Figure 17. Algorithm that eNodeB accepts the request or sends redirection to UE [15]

There is two table used in the algorithm used by the eNodeB. Access control table and overlay relationship table. The access control table is maintained manually when users use the F-BSs (Femto-Base Stations) service. The overlay contains the relationship between M-BSs (Mobile- Base Stations) and F-BSs. This table is maintained manually or scanning the environment for F-BS and report to the core network. When UE send RRC connection request message, eNodeB knows about the UE on which it is camped. Therefore, eNodeB find the nearby F-BSs from the tables and send the list via redirection info IE. The tables are shown below;

Table 1. Access Control Table

Table 2. Overlay Relationship Table

Two procedures are used to select F-BS from the list of F-BSs contains in redirection info, the random selection procedure, and position based selection procedure [15].

In random selection policy, UE randomly selects F-BS from redirection info which contains a list of F-BS if the selected F-BS accept the request then the connection is established, and if F-BS reject the connection, then another F-BS is randomly selected from the list. The selection procedure is repeated for the maximum attempt, or no F-BS is left on the list. The limitation on attempts is required to overcome the connection delay.

In position based selection, location about F-BS and UE is obtained from GPS (Global positioning system). Therefore, eNodeB will determine the exact position of F-BS and UE camped on it. If no F-BS is found, then M-BS accept the connection.
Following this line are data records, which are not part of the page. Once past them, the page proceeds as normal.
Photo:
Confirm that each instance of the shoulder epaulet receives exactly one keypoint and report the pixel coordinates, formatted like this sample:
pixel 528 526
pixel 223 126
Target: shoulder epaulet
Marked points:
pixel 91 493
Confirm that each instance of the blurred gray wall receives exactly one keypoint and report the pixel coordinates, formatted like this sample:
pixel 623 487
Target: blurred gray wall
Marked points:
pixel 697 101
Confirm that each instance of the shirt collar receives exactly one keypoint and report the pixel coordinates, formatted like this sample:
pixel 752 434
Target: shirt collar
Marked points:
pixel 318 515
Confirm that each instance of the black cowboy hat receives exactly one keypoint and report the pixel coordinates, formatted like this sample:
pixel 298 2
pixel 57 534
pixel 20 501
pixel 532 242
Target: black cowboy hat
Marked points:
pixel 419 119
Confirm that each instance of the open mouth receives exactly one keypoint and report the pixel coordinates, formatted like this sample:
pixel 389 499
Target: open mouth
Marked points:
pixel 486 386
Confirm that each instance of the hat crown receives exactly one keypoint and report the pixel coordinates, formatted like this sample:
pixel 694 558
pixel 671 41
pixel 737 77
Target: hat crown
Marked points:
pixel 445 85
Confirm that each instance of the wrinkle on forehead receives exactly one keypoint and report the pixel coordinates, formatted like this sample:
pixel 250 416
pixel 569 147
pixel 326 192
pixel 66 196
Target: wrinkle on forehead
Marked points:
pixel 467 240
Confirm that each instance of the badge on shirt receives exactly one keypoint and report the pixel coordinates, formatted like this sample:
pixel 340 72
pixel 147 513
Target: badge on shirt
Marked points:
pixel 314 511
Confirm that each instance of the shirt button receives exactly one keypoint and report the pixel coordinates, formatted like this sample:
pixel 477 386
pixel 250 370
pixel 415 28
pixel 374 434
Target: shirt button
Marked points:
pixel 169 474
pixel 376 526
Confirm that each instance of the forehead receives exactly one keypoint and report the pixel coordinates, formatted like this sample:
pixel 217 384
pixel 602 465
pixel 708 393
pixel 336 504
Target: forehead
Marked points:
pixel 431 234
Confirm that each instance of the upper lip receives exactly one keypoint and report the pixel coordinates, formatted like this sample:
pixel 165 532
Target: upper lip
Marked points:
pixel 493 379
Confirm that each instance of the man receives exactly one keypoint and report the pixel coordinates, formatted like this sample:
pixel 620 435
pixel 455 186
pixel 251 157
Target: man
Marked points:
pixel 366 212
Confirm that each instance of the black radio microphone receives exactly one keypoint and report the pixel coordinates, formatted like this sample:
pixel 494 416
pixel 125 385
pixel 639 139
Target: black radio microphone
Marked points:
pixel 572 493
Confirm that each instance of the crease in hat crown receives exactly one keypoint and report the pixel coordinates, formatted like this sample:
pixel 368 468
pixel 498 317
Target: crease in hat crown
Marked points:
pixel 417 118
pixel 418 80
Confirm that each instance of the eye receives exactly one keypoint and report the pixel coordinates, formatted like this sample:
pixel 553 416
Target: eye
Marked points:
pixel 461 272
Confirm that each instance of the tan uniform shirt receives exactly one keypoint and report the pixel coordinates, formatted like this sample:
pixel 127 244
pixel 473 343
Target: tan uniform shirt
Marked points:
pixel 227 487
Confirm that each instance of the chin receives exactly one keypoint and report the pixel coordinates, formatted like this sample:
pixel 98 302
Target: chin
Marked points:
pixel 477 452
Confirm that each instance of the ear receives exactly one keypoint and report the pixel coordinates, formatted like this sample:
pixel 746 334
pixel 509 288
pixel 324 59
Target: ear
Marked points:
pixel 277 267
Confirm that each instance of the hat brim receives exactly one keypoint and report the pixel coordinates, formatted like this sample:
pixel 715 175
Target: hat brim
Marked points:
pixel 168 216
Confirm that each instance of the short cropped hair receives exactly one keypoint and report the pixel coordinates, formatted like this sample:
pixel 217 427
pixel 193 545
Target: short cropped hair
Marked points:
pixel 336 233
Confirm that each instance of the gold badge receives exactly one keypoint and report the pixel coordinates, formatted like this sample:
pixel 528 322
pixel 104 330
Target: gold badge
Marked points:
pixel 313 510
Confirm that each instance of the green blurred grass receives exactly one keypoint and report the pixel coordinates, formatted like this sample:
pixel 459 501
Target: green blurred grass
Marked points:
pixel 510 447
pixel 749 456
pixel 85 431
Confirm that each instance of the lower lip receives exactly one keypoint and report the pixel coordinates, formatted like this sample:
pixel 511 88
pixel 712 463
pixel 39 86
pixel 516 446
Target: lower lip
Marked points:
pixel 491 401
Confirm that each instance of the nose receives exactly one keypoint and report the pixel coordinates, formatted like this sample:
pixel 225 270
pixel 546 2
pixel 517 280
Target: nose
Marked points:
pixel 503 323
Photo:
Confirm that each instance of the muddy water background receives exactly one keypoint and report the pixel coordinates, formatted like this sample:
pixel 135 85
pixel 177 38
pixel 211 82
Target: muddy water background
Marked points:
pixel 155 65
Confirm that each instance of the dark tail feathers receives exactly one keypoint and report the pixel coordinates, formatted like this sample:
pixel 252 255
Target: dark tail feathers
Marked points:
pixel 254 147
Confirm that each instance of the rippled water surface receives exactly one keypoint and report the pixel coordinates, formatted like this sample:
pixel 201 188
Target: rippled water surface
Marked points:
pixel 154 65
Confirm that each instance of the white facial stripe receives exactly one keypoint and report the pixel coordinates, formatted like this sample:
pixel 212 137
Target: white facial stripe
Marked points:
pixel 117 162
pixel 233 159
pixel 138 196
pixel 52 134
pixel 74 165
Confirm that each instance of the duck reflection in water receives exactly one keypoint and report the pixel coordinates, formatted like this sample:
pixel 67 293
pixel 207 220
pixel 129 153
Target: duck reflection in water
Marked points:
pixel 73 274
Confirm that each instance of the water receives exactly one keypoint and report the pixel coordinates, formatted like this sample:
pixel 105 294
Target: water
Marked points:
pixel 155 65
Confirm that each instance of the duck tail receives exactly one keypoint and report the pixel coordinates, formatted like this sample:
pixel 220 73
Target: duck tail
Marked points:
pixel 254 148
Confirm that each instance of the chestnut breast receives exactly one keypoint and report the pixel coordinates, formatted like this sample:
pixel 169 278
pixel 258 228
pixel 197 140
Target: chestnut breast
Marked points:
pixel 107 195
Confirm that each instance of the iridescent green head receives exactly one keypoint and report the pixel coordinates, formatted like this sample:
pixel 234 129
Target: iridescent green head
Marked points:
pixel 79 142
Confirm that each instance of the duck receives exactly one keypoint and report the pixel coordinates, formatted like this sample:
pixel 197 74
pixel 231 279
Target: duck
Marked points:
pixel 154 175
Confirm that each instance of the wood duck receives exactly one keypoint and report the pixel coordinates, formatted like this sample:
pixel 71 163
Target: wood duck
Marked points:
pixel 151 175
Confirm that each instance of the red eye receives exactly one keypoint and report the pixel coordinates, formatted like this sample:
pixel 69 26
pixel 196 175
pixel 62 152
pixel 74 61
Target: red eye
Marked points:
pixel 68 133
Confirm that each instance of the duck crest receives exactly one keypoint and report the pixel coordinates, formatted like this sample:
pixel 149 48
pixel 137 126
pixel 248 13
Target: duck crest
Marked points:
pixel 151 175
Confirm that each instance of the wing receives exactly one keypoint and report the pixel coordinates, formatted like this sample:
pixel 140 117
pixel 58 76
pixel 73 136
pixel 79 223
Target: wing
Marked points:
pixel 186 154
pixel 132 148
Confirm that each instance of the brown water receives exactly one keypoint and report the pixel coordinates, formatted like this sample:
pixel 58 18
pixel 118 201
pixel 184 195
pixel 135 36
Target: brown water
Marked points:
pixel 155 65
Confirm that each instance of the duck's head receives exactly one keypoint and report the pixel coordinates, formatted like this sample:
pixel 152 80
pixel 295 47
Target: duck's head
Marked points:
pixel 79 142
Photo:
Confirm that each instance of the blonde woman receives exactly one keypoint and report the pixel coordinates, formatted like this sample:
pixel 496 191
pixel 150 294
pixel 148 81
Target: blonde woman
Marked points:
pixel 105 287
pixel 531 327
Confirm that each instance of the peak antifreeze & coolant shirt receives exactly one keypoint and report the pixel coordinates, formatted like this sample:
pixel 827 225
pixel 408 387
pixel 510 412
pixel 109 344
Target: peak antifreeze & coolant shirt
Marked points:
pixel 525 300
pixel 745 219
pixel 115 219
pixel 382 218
Experimentally, it is verified that position based policy is better than random policy because connection delay in position based policy is smaller than random policy. In position based policy exact positions of UE and F-BS are determined the. Therefore, a number of attempts of connection establishment requests is less than a random policy which selects F-BS in a blind manner.
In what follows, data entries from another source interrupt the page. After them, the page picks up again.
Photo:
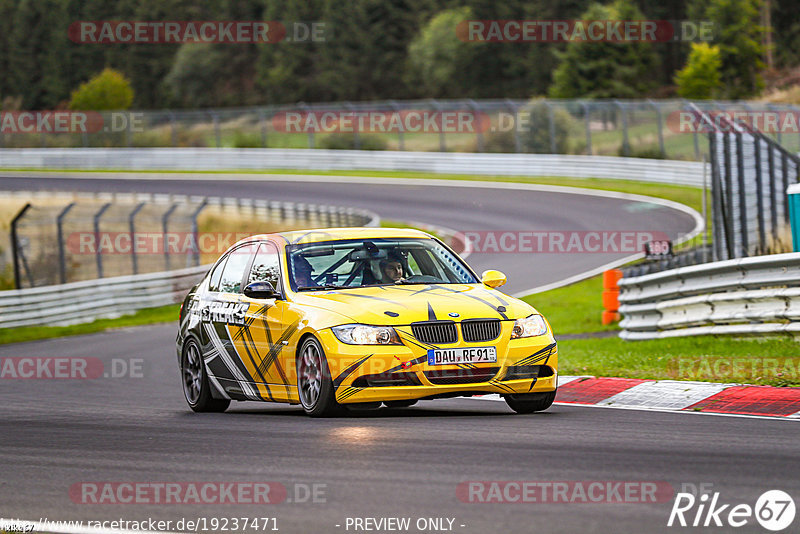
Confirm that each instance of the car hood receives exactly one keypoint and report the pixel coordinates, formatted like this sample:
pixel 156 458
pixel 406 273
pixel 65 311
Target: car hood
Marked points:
pixel 400 305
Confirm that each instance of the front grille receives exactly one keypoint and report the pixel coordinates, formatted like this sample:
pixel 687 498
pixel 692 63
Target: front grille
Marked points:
pixel 387 380
pixel 435 332
pixel 461 376
pixel 479 330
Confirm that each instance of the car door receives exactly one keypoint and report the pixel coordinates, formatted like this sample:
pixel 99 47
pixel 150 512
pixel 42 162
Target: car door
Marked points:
pixel 224 315
pixel 265 335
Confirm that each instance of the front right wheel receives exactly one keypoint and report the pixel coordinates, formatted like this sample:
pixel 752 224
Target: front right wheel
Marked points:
pixel 530 402
pixel 314 383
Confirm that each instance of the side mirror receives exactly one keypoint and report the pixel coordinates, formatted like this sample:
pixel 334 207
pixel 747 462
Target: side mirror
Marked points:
pixel 260 290
pixel 493 278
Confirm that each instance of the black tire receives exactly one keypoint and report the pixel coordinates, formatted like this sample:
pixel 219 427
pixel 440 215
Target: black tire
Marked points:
pixel 400 403
pixel 196 389
pixel 530 402
pixel 314 383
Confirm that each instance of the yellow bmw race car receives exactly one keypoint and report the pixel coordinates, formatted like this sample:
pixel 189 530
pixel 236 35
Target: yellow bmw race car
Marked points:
pixel 358 317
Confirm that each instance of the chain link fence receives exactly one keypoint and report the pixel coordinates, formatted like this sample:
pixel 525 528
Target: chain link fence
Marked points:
pixel 637 128
pixel 70 238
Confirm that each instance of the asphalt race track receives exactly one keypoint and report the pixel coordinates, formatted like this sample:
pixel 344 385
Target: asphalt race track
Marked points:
pixel 59 434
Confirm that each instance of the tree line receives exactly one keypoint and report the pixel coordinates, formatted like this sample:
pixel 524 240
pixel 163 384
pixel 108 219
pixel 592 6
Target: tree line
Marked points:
pixel 387 49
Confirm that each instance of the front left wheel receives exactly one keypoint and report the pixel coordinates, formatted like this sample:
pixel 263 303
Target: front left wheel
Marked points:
pixel 196 388
pixel 314 383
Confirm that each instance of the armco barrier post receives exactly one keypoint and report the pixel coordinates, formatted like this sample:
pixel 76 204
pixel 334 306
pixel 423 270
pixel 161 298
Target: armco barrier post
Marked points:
pixel 793 194
pixel 611 280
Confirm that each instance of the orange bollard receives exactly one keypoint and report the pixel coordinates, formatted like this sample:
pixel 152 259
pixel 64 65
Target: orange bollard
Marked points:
pixel 611 277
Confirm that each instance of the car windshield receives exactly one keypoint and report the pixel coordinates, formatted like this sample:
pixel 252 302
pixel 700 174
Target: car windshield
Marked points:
pixel 374 262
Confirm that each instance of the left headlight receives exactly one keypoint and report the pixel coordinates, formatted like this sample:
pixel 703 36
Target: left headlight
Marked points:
pixel 533 325
pixel 362 334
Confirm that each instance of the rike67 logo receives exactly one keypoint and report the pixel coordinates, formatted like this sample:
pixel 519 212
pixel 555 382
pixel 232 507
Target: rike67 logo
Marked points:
pixel 774 510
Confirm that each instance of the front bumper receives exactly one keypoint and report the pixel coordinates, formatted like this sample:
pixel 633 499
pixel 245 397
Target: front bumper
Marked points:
pixel 352 365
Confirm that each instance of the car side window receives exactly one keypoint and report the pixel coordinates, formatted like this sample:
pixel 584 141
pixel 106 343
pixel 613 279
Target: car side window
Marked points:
pixel 232 274
pixel 266 266
pixel 213 283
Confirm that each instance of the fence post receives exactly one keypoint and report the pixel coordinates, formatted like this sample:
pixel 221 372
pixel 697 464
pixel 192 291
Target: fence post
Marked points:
pixel 15 252
pixel 165 230
pixel 173 127
pixel 195 230
pixel 303 106
pixel 586 113
pixel 659 123
pixel 96 224
pixel 356 138
pixel 517 141
pixel 62 260
pixel 626 147
pixel 762 233
pixel 742 197
pixel 132 228
pixel 442 143
pixel 474 107
pixel 552 119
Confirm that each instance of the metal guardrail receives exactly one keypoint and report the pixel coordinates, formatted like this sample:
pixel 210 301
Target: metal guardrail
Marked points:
pixel 88 300
pixel 755 295
pixel 202 159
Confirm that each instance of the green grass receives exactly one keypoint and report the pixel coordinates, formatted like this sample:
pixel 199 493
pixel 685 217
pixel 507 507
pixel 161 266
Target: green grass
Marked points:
pixel 163 314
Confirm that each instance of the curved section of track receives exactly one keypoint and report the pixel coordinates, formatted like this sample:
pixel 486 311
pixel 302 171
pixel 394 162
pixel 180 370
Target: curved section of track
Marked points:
pixel 407 463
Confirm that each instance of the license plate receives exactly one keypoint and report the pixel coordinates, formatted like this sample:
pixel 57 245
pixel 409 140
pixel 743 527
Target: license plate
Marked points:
pixel 462 355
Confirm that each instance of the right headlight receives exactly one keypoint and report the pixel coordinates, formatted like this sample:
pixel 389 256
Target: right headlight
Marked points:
pixel 531 326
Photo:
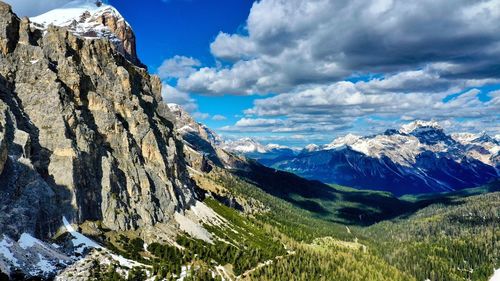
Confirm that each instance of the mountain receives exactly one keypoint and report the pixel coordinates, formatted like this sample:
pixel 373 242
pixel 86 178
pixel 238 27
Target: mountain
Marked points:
pixel 418 158
pixel 85 138
pixel 101 180
pixel 93 19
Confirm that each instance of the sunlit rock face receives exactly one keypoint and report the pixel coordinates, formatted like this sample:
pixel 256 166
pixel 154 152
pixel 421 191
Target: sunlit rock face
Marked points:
pixel 84 133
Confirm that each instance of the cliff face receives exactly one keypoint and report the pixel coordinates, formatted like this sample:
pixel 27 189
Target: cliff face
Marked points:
pixel 93 19
pixel 86 135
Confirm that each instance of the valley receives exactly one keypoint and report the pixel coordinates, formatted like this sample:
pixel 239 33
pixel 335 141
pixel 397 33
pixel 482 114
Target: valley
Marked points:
pixel 102 179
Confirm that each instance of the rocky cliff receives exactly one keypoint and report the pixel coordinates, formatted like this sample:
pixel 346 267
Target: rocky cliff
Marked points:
pixel 84 134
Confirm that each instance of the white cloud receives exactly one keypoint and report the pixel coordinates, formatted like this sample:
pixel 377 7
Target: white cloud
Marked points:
pixel 172 95
pixel 32 8
pixel 218 117
pixel 292 43
pixel 177 67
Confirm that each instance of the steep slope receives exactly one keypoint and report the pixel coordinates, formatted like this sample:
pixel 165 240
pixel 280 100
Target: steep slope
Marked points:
pixel 418 158
pixel 93 19
pixel 84 135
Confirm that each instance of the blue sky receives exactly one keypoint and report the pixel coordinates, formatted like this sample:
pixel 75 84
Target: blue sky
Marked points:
pixel 300 71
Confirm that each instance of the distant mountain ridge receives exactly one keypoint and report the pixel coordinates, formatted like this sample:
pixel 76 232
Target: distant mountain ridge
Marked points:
pixel 417 158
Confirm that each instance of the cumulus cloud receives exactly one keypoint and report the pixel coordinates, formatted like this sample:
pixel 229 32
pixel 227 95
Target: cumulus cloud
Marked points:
pixel 32 8
pixel 218 117
pixel 172 95
pixel 295 42
pixel 177 67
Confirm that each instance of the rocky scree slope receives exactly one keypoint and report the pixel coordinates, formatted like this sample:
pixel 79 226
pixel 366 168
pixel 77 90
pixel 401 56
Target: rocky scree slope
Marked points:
pixel 418 158
pixel 84 134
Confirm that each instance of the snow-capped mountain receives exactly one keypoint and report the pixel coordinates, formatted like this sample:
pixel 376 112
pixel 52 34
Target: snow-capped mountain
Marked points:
pixel 419 157
pixel 263 153
pixel 93 19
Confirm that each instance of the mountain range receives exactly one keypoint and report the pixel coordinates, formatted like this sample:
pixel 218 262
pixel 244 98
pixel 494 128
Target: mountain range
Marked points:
pixel 417 158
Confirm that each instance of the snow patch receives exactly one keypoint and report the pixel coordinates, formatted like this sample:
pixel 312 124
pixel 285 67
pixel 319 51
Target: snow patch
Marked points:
pixel 27 241
pixel 80 241
pixel 44 265
pixel 5 250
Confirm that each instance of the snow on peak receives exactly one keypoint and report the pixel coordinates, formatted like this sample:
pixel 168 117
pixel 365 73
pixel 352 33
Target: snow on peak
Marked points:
pixel 245 145
pixel 464 138
pixel 346 140
pixel 80 11
pixel 420 125
pixel 272 146
pixel 312 147
pixel 175 107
7. Conclusions and Future Work

RRC is one of the important layers of the LTE (Long Term Evolution) stacks. Connection establishment is one of the procedures handled by this entity. Connection establishment procedure must be performed before starting any data communication. In this paper, a connection establishment flow charts, MSCs (Message Sequence Charts) and algorithms are reviewed. The review includes discussion about connection establishment related to UE, eNodeB, and femtocells. LTE is very complex and is full of research opportunities, and our survey reveals different research areas.

1). Enhancements in existing flow charts and MSCs (Message Sequence Charts) of connection establishment procedures related to new standards of 3gpp and its simulation on SDL TTCN.

2). Research on other procedures of RRC (Radio Resource Control) layer like handover, measurement reporting, etc

3). Research on other layers of the stack like RLC (Radio Link Control) Layer, PDCP (Packet Data Convergence Protocol) layer, MAC (Medium Access Control) layer and NAS (Non-Access Stratum).

4). Research on a comparison of connection establishment procedure with other technologies and generations of wireless technology.